Pandora, the popular music recommendation and online radio service, said Tuesday that it has recorded its first quarterly profit and is now striving to be profitable for all of 2010.
"We became profitable for the fourth quarter of 2009, and now we're shooting for profits for the entire 2010 [period]," Tom Conrad, Pandora's chief technology officer, told GigaOm.
While Pandora has yet to reach profitability for a full year, breaking the barrier--even for a quarter--is an accomplishment for the ravaged digital music sector.
Among the so-called Web 2.0 digital music services that sprang up in the past few years, not only have most failed so far to reach profitability, a few have either shut down or were acquired.
Ruckus and SpiralFrog shut down. Imeem and iLike were acquired by MySpace at either a loss or no gain for investors.
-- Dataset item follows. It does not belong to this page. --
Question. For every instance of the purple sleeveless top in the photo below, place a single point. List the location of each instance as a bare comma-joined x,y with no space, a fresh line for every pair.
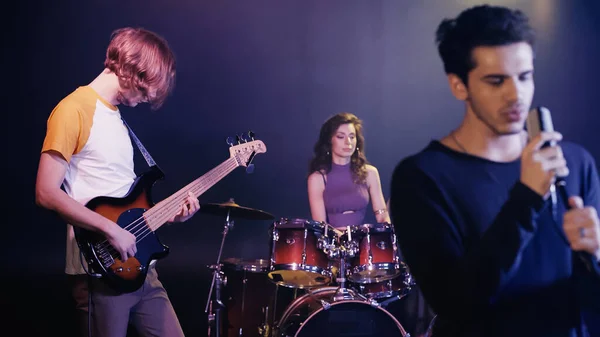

Even Lala, which was acquired by Apple, doesn't appear to have come close to profits.
Advertisers have appeared unwilling to spend big on digital music and I, like a lot of people, was skeptical about Pandora ever reaching the mark, even after its dauntless founder, Tim Westergren, predicted last spring the company would do it. (Come on, how many company executives say that?)
Pandora spent a decade struggling with a myriad of obstacles, but apparently Pandora and Westergren vaulted them all.
Besides the glut of competition that streamed into the sector in the latter half of the past decade and the advertiser apathy I already mentioned, Pandora also had to help lead an extended fight to reduce royalty rates paid by Web radio stations.